NPPF member pays a different amount due to different salaries based on their career for the scheme. The benefit is drawn based on the last basic pay at the end of their career.
“As per NPPF’s experience, the total accumulated amount together with an investment return of a member is enough to pay only 4-5 years of the pension benefit,” Leki Wangmo said. “After which any pension payment comes from the accumulated fund.”
The NPPF has, today, more contributing members than retired members, which is around 12 percent of the total membership. Today, after adjusting for all payments, balance cash from contribution is invested. “All the past investments also yield returns, which are again reinvested, leading to growth in the total fund size. This has given a very rosy picture of NPPF as a rich organisation,” the director said.
The official explained that the current pension scheme is designed as a Pay As You Go (PAYG) system, which means benefits are mostly paid from the contributions received from members.
With young membership profile, contribution is more than the benefit payable today. “However, as population age and the current young members reach retirement age, the pension fund will start experiencing the opposite where contributions will no longer be enough to pay benefits,” Leki Wangmo said.
NPPF is concerned that without intervention and when the liquidation of investment occurs, the pension fund will be completely depleted at one point of time.
As per the NPPF, the PAYG system is an intergenerational equity issue mainly resulting from the subsidisation of the older generation by the younger generation.

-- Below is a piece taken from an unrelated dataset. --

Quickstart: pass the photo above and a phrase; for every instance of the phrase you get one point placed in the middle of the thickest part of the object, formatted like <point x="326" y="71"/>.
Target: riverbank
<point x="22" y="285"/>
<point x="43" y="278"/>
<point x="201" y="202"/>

The director stressed that when the fund is depleted, a group of people will not receive the promised benefits, although they have made their contribution. “This is because their fund has already been used to pay benefits to the older group before them.”
The annual report also stated that generating a sustainable return rate from investments continues to remain a challenge because of lack of investment avenues, the nascency of the financial market, and restrictive investment mandates.
“In the absence of proper legal framework under which NPPF function, there is no clarity on the state guarantee of the pension liability yet,” the report stated.
Elsewhere in the world where occupational pension schemes are in existence, firm regulations require such schemes to maintain funding levels.
This means every pension scheme must assess their pension liabilities and keep assets that correspond with such projected liabilities.
The current pension scheme is an occupational scheme while PAYG scheme is like a national scheme and there is no clarity on the whole range of issues in the country.
“There is also no clarity on how the contingent liability that will arise from the PAYG scheme will be handled in the absence of any regulatory framework,” Leki Wangmo said.
The official added that an occupational pension scheme that caters to only one section of the population guaranteed by public finance has inherent equity issues, which in the long run will come under public scrutiny.
With no clarity on which policy on NPPF functions and NPPF being regulated as an SOE, the report stated that it poses the challenge of building a pension scheme and fund management.
Although the Pension Act or legal framework would give legal status, Leki Wangmo said that it is crucial to differentiate between the pension fund and NPPF as an organisation. “But more than giving legal status to NPPF, it has become important to explore the legal framework for the pension fund/scheme.”
NPPF was established in July 2002 following an executive order issued by the then Lhengye Zhungtshog, but is regulated like an SOE under the finance ministry.
NPPF received Nu 4,033.47 million as monthly pension and provident fund contribution from about 65,414 members in 2019-2020 financial year.
NPPF paid Nu 605.63M as a monthly pension payment.